Story by Connie McDougall

Photos by Jerry Gay

 

"My students saw the depth of pain and the depth of character in people who have been through war," says John Thoburn, director of clinical services at SPU. He co-led a team of graduate students to Bosnia, where they trained counselors in the treatment of trauma. Holding photos of people they met in Bosnia are (left to right) Jo Jacobs, John Thoburn, Kathleen Lehman, O'Donnell Day, Jenifer Schultz, Tami Anderson Englehorn and Chris Tobey.

 

While the battle for Kosovo raged this summer, seven people from Seattle Pacific University prepared to travel to neighboring Bosnia, where the population lives uneasily under an international cease-fire. The SPU team would spend two weeks counseling Bosnian victims of war, and training local mental health workers in the treatment of trauma.

The need is acute. Thousands of Bosnians have suffered from unimaginable violence, yet psychological care is virtually nonexistent.

Developed and co-led by John Thoburn, director of clinical services at SPU, and Tami Anderson Englehorn, assistant director of global involvement for SPU's Office of Campus Ministries, the mission included five doctoral students. While the SPRINT (Seattle Pacific Reachout International) program has sent undergraduates all over the globe on short-term missions, this was the first time a group of graduate students has participated.

The counselors were invited to Bosnia by Medica, a group that assists trauma victims around the world following disasters, natural or man-made.

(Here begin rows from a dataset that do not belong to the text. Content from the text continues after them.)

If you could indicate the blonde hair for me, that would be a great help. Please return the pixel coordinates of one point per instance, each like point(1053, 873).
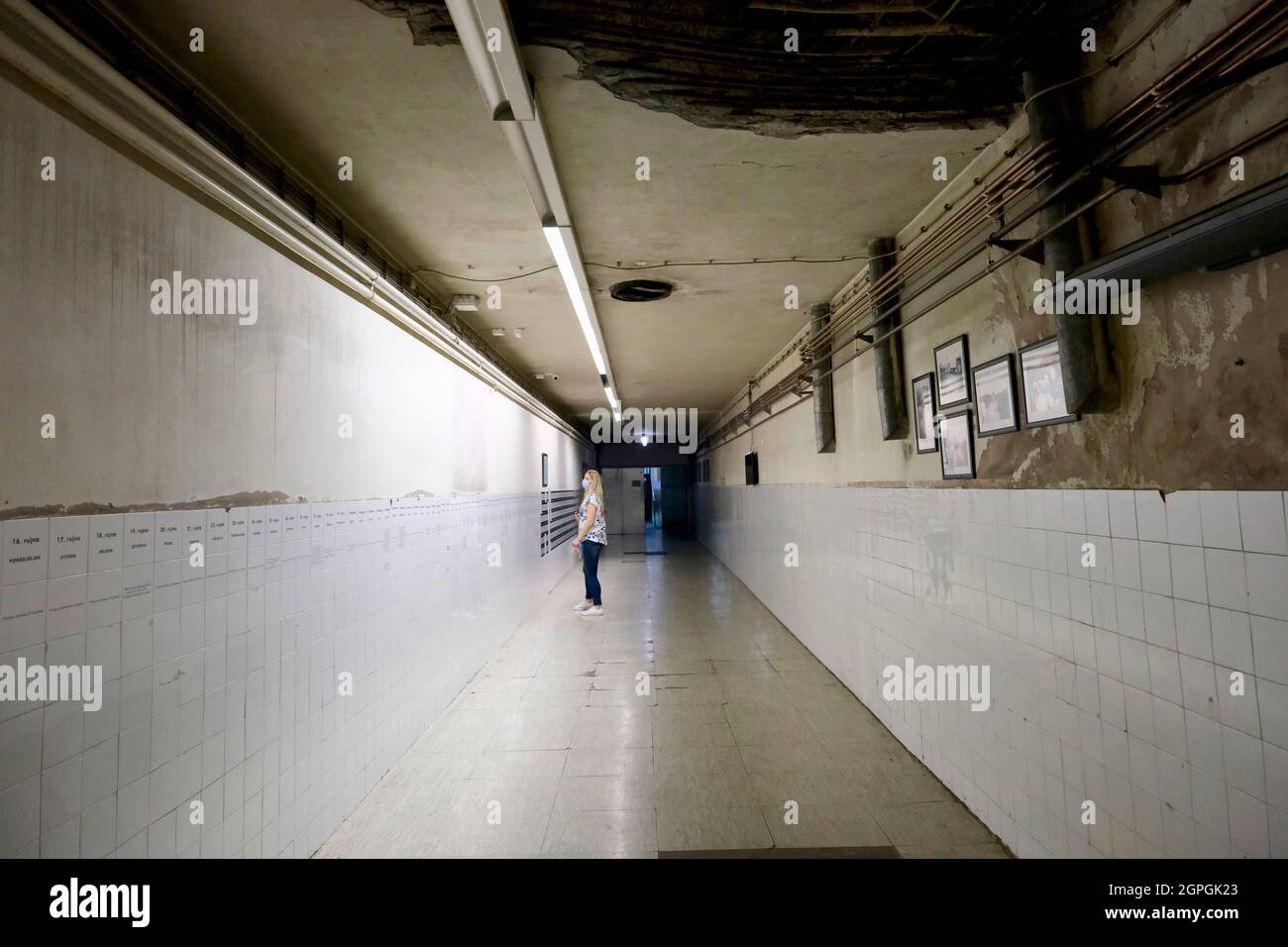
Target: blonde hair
point(596, 487)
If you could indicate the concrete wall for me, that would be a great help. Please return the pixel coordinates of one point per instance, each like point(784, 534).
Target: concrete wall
point(1113, 684)
point(222, 680)
point(1209, 346)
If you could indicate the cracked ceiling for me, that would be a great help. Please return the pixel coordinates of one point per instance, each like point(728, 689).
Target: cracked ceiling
point(879, 65)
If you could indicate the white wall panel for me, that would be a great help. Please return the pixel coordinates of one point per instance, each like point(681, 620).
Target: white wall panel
point(223, 684)
point(1109, 684)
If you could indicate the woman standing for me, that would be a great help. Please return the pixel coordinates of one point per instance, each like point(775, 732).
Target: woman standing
point(591, 539)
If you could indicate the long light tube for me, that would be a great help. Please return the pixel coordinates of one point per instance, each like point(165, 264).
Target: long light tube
point(576, 294)
point(502, 80)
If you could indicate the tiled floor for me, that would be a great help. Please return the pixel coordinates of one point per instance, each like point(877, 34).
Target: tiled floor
point(561, 748)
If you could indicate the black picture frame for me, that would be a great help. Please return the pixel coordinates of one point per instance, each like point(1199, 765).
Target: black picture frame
point(954, 429)
point(927, 381)
point(1012, 401)
point(965, 372)
point(1024, 384)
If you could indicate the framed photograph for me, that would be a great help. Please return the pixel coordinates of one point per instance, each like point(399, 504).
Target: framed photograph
point(1043, 384)
point(996, 410)
point(952, 372)
point(957, 447)
point(923, 412)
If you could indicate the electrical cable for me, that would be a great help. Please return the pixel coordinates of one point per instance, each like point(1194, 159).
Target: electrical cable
point(1112, 58)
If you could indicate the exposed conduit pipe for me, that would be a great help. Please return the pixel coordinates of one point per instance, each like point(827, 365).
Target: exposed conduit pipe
point(824, 414)
point(1054, 119)
point(888, 367)
point(53, 59)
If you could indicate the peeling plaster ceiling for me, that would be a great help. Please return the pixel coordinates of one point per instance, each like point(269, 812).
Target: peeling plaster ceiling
point(434, 182)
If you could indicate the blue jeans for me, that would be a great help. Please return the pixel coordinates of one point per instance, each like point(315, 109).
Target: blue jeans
point(590, 567)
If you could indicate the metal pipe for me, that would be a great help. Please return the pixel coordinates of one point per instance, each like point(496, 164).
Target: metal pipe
point(888, 368)
point(824, 414)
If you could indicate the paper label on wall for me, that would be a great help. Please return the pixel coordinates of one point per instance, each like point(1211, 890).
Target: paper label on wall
point(26, 544)
point(68, 547)
point(140, 536)
point(106, 541)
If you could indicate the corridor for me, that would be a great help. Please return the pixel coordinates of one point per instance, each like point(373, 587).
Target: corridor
point(559, 748)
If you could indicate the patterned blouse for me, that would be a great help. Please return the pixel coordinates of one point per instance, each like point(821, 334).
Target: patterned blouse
point(599, 532)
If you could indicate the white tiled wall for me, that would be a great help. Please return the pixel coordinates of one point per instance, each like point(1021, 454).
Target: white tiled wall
point(222, 682)
point(1109, 684)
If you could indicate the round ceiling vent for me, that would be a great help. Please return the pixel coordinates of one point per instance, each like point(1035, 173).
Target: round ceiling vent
point(640, 290)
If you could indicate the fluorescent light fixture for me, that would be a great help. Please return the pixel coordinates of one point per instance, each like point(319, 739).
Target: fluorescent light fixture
point(487, 38)
point(563, 248)
point(488, 42)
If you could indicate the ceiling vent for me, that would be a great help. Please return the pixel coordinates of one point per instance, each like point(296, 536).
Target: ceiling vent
point(640, 290)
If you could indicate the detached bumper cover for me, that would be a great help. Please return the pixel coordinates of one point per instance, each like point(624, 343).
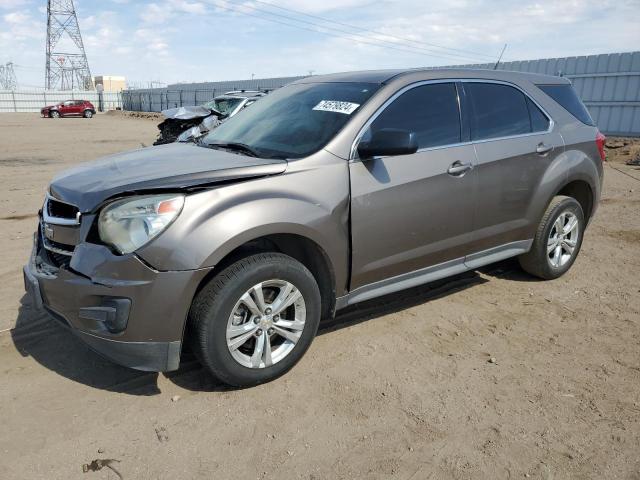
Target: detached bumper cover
point(83, 296)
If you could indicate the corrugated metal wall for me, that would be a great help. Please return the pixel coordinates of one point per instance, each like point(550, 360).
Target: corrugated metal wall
point(609, 84)
point(33, 101)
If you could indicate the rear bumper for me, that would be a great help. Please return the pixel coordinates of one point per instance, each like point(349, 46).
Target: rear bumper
point(118, 306)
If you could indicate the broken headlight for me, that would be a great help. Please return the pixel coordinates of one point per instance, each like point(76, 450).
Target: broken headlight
point(131, 223)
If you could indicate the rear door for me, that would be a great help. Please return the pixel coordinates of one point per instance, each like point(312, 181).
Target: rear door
point(408, 212)
point(515, 144)
point(78, 107)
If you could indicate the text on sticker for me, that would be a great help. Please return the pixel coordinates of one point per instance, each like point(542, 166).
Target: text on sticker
point(336, 106)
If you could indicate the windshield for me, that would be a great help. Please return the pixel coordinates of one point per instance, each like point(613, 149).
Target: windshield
point(294, 121)
point(224, 105)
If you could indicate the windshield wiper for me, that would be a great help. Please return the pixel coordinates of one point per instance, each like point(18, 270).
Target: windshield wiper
point(238, 147)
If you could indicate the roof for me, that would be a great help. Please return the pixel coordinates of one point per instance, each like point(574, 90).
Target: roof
point(386, 76)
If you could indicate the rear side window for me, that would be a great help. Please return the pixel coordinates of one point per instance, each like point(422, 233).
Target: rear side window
point(430, 111)
point(497, 111)
point(539, 121)
point(567, 97)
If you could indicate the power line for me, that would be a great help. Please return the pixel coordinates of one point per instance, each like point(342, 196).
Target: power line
point(403, 39)
point(354, 37)
point(379, 42)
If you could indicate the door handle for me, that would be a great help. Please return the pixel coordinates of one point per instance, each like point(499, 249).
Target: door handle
point(457, 169)
point(543, 149)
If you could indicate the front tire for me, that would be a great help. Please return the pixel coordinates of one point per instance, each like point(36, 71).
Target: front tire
point(255, 320)
point(557, 241)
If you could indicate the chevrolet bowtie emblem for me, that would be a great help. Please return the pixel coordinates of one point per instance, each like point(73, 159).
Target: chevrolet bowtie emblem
point(48, 232)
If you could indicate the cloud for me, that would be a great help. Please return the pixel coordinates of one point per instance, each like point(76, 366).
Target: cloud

The Seattle Pacific students spent their time at a community mental health center, Medica 3, in Visoko, and visited refugees near the city of Zenica.

One of the most disturbing stories team members brought back concerned their visit to a burned-out mosque in a Muslim village between Visoko and Zenica.

According to their Bosnian host and translator, during the civil war Bosnian Croats rounded up their Muslim neighbors. They killed dozens of men ‹ more than 100 by some accounts ‹ and then herded 65 women and children into the local mosque. After the rampage, which included crucifying the Imam by nailing him to the mosque door, the mob blew up the building, women and children still inside.

The mosque ruins are now a memorial to the dead.

Team members were overcome by the tale of tragedy, but Anderson Englehorn remembers a contrasting sight: orphaned children playing on a fence in front of the mosque. "They were rosy-cheeked, laughing and playing ‹ normal kids having fun."

She chooses to see those kids as a symbol of hope. "There's so much death there, pain, hurt, hostility, but there is a cease-fire now. People are not fighting; they're trying to move on with their lives."

Training and working alongside native counselors was arduous for the Americans and it often meant they first cared for the caretakers. "All of the staff at Medica 3 had themselves been refugees or victims of war," notes Thoburn.

Team member Chris Tobey, an experienced counselor working on his doctoral thesis at SPU, jumped at the chance to go to Bosnia. "I've spent the last four years focusing on my own education. This trip offered me an opportunity to give back to the community, and for me, my community is on a world-wide level."

He acknowledges that at times the task was overwhelming as he began to understand the scope of the violence in Bosnia. "I learned that genocide is alive and well in the world today."

In spite of the difficulties, or perhaps because of them, Tobey calls the experience the "crown jewel" in his Seattle Pacific education.

Precisely the point, says Tim Dearborn, who, as SPU's new dean of the chapel, oversees SPRINT. "It was wonderful that these students could use their studies, their expertise, in one of the most broken parts of the world. As an academic institution, Seattle Pacific must link learning with faith and with service."

Dearborn wants a continuing relationship with Medica and hopes to develop other similar programs. "I would love to see the University involved with up to 10 permanent sites around the globe that allow students to incorporate academic curricula with missions."

"Learning of this kind is deeply significant because students are changed by their experiences," says Anderson Englehorn. "We saw a deep grief in Bosnia. Every house is pock-marked from bullets and shells, but I came away believing in the resilience of the human spirit."

Tobey agrees and was moved by the Bosnian ability to endure.

"In spite of impoverishment and war, the Bosnians are a gracious and generous people. I'll never forget them."